In a sign that Rubio, 38, may begin reaching out to more moderate Florida voters, earlier this week he broke with national Republican leaders to criticize Arizona’s new law that would require local police to determine the immigration status of anyone suspected of being in the country without proper documentation.
Split From Party
Republican support for Crist in Florida eroded as he repeatedly cut against the party’s ideological grain. Most recently, he split with state Republican officials when he vetoed a bill that would have overhauled teacher contracts. The legislation was backed by former Republican Governor Jeb Bush and other top party officials; it was opposed by the state’s teacher unions.
Crist indicated yesterday he felt pushed out of the primary race by his party’s conservative wing. “It’s not one club’s decision or another, or even a club within that club,” he said at his rally.
He also said Americans have “had enough of political fighting.” Voters “want progress and not gridlock,” he said.
Crist trailed Rubio by 23 percentage points in the Aug. 24 primary race for the Republican Senate nod, a Quinnipiac University poll conducted April 8-13 found.
The survey showed Crist running better as an independent in the general election. In that scenario, Crist was backed by 32 percent of Florida voters, compared with 30 percent for Rubio and 24 percent for the Democratic primary frontrunner, Representative Kendrick Meek.

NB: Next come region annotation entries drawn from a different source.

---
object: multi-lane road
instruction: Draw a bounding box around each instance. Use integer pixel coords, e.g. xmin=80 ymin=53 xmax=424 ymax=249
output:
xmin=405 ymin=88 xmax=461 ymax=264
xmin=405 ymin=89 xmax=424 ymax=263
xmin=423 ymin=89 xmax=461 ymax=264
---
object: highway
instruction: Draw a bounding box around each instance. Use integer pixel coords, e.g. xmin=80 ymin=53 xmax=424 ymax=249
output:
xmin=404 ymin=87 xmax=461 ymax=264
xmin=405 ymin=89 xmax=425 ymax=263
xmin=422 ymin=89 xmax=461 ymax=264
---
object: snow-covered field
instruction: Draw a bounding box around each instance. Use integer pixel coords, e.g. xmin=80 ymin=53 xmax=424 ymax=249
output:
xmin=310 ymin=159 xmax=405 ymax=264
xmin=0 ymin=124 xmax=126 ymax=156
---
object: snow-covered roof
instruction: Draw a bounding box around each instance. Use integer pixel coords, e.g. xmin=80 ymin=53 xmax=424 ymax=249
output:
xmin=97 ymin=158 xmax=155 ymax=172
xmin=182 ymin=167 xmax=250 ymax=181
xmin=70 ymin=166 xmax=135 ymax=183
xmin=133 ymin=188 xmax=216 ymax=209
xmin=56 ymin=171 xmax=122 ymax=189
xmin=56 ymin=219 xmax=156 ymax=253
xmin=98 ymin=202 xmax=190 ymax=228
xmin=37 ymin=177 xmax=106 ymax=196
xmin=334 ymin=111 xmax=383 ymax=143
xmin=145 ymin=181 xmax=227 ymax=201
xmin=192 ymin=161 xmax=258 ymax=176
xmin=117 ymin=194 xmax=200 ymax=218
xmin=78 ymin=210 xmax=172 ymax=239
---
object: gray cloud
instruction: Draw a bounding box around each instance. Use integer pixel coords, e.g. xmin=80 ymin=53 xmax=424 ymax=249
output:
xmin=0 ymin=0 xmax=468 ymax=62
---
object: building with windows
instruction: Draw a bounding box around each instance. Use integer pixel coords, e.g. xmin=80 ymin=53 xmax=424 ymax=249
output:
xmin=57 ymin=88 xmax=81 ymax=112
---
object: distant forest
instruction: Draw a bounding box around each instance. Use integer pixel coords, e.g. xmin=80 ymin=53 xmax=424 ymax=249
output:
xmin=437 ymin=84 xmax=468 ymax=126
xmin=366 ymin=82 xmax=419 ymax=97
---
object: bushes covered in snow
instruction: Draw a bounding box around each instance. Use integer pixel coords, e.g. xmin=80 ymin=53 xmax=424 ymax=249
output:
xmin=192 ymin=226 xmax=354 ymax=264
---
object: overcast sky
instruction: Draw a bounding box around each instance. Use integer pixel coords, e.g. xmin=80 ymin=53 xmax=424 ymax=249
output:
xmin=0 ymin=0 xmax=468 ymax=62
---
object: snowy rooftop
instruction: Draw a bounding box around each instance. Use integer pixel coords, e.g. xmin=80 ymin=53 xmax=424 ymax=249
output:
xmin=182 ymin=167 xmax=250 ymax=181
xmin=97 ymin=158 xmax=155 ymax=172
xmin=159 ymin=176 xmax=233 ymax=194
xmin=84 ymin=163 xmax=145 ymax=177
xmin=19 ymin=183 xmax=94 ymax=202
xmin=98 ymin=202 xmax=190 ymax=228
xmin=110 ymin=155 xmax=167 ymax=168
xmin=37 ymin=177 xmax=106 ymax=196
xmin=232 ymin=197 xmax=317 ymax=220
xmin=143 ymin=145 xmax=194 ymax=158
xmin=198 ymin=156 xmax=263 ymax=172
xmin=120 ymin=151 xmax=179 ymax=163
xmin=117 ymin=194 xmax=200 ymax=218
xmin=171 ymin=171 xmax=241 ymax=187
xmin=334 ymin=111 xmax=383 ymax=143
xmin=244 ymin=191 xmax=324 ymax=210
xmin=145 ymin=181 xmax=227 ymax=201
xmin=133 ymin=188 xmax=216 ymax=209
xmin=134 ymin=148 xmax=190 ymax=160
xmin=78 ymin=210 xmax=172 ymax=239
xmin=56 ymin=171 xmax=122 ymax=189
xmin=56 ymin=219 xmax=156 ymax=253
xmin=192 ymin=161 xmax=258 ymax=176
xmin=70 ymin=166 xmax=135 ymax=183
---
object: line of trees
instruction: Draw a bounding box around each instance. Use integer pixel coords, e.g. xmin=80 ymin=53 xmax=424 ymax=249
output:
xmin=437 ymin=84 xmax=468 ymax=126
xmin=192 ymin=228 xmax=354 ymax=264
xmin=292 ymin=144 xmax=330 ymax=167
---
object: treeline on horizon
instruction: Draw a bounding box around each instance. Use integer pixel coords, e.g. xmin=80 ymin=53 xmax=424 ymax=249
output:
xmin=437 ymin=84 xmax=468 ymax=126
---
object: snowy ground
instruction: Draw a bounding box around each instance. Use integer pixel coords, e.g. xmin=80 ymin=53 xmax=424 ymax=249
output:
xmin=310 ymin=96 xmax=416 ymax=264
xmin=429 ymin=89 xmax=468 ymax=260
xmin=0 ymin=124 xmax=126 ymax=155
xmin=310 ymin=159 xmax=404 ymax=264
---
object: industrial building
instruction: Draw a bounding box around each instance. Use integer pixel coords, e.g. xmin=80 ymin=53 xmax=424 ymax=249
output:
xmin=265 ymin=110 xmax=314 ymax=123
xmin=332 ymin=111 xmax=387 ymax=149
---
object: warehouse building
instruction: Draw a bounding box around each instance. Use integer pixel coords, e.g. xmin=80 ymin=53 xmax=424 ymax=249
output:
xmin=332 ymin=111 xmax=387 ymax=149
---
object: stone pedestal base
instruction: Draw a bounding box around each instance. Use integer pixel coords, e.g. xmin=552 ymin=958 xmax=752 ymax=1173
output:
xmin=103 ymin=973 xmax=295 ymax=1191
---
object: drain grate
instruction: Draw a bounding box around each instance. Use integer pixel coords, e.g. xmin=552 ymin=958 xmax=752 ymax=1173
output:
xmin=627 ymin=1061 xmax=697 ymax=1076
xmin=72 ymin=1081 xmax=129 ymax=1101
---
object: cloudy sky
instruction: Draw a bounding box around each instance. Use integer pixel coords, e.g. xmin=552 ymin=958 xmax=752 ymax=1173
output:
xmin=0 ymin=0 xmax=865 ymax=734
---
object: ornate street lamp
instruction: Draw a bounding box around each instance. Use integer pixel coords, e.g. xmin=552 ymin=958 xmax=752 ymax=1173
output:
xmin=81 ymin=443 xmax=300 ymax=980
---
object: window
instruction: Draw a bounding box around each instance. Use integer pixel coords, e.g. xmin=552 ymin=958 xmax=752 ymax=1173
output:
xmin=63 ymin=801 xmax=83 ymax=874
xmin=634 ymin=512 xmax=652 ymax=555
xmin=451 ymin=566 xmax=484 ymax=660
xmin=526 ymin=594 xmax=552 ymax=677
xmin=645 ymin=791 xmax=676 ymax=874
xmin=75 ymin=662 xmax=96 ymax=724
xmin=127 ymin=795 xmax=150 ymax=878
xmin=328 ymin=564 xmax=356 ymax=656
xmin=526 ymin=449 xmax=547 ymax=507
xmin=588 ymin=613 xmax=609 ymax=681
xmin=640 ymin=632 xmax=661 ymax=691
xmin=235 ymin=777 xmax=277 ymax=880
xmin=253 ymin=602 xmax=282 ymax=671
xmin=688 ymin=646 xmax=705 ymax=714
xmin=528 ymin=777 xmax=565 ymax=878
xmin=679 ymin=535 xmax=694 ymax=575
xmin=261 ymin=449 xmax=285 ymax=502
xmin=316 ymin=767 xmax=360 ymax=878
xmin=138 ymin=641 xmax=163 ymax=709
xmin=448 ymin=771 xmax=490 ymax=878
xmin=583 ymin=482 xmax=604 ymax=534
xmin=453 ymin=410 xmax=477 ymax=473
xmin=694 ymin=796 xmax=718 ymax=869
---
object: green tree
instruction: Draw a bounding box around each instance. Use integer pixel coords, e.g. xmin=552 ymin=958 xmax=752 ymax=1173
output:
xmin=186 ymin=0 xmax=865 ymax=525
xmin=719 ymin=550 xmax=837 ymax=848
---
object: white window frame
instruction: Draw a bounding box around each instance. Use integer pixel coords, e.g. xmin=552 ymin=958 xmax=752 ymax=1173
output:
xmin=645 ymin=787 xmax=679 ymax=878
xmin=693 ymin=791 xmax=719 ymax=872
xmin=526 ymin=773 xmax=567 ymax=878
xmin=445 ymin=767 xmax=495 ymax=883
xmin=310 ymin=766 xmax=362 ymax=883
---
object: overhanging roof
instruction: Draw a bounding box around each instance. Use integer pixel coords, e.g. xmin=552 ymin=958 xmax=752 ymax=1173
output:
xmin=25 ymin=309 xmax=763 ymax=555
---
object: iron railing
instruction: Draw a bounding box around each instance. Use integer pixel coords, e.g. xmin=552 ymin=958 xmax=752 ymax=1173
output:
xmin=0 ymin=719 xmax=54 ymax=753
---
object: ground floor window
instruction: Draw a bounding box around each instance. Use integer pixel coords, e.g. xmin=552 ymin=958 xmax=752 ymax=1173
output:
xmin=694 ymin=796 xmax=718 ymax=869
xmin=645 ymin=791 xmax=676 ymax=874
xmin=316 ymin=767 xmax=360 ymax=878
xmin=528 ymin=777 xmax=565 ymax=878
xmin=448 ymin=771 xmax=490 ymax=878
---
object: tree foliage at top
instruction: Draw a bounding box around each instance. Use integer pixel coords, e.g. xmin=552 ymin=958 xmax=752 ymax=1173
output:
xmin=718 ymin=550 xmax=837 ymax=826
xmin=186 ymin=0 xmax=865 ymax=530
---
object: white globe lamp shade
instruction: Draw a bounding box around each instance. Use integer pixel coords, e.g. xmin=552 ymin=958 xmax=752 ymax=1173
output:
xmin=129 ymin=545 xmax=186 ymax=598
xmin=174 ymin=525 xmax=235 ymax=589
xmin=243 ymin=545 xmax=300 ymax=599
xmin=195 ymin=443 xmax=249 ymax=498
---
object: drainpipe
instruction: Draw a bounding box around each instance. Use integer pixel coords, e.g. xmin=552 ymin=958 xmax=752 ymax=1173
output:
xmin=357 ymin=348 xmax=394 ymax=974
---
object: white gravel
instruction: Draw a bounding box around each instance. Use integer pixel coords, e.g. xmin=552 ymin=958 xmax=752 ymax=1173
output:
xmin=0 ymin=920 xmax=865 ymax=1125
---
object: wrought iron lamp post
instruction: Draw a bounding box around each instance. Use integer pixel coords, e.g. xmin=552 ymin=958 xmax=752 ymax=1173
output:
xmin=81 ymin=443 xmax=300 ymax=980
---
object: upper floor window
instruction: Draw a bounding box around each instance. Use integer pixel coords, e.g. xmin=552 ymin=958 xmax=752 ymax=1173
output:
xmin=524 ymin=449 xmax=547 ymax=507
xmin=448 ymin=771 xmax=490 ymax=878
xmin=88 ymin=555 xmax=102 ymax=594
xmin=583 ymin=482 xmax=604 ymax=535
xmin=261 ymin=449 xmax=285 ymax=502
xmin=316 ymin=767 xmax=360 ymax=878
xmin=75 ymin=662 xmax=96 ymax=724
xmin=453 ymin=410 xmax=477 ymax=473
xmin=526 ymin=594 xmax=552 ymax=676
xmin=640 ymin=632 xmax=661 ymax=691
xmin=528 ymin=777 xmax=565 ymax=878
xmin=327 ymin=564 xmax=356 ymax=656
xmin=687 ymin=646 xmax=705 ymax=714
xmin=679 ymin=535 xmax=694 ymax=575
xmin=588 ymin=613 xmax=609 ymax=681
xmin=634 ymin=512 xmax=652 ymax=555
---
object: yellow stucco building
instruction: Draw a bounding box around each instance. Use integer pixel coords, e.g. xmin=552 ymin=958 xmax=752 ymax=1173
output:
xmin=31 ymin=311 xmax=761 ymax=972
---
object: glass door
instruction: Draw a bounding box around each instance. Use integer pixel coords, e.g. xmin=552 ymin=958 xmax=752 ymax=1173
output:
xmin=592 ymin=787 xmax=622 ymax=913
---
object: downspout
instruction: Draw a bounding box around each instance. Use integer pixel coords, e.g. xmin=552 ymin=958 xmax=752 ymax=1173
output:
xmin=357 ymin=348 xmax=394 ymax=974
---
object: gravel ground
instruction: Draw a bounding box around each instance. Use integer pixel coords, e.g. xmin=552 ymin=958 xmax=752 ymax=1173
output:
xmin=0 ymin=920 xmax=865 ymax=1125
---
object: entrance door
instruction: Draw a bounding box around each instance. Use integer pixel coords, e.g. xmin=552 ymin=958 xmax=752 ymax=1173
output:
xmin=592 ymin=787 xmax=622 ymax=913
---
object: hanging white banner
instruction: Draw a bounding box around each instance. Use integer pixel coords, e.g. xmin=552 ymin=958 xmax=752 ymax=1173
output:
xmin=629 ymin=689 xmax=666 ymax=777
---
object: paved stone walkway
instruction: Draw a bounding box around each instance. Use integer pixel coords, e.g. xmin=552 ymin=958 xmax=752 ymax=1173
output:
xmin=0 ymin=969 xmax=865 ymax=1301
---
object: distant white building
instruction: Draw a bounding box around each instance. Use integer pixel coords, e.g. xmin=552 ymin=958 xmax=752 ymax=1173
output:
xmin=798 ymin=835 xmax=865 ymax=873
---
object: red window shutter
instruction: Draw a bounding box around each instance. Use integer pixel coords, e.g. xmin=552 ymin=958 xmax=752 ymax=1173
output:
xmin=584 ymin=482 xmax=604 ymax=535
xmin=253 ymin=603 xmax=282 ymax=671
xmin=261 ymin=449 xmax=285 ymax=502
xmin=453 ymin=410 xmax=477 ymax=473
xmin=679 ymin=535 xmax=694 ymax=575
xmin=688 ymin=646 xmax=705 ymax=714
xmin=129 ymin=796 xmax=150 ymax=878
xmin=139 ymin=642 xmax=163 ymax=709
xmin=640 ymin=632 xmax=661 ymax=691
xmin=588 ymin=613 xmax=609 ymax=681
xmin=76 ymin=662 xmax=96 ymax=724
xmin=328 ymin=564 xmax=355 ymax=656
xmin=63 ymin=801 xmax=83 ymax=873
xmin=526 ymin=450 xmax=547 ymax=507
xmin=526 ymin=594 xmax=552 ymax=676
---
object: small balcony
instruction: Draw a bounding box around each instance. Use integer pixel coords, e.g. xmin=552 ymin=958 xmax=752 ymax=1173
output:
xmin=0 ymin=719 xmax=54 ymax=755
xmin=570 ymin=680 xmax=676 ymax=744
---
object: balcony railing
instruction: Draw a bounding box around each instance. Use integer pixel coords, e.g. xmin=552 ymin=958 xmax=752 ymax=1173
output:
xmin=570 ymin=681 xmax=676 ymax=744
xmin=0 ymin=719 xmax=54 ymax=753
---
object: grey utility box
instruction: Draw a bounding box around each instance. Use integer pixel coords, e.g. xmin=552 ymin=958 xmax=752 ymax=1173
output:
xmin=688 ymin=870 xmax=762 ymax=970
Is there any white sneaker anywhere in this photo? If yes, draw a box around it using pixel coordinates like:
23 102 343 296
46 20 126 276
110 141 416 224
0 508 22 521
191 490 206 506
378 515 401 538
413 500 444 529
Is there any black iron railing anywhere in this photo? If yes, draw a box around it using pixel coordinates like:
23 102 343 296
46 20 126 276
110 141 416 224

Senator Joe Lieberman, an independent from Connecticut who caucuses with the Democrats, said yesterday a third-party candidate faces some key disadvantages when competing in a largely two-party political system. Crist will be running against candidates with the far stronger fieldwork operations and fundraising support, he said.
“The two parties remain quite strong,” Lieberman said, adding that their strength has grown as they’ve become “more ideological.”
Lieberman, formerly a Democrat, won re-election as an independent in 2006 in a race against Democrat Ned Lamont and Republican Alan Schlesinger. He said he had no plans to endorse Crist.
Raising the money needed for an effective advertising campaign in a large state will be difficult for Crist without help from a national political party, said Al Cardenas, a former Republican chairman in Florida.
“The parties will have the resources to give to their candidates,” Cardenas said. “The governor’s resources are going to dry up and he’ll have to rely primarily on interest groups, but I don’t think he’ll be competitive in the fundraising aspect of the campaign.”
Crist acknowledged the challenges of running as an independent in his announcement yesterday.
“I know this is uncharted territory,” he said. “I need you. I need you, the people, more than ever.”
Meek, 43, plans to cast Crist as a second Republican candidate.
“Regardless what the governor said, he is still the Republican governor of Florida and I guess his night job will be running as an independent,” Meek said yesterday. “I think it’s going to confuse a number of voters in the state.”
Top Republican lawmakers and fundraisers said they plan an aggressive campaign against Crist.
“Suffice to say, we’ll leave no stone unturned trying to elect the Republican nominee, Marco Rubio,” Senator John Cornyn, chairman of the National Republican Senatorial Committee, said yesterday before Crist’s announcement. Cornyn also said his committee, which had endorsed Crist, will ask him to return $20,000 in donations it funneled his way.
Crist said he has a fundraiser tentatively planned for this weekend in Miami. “I hope we do well at it,” he told reporters.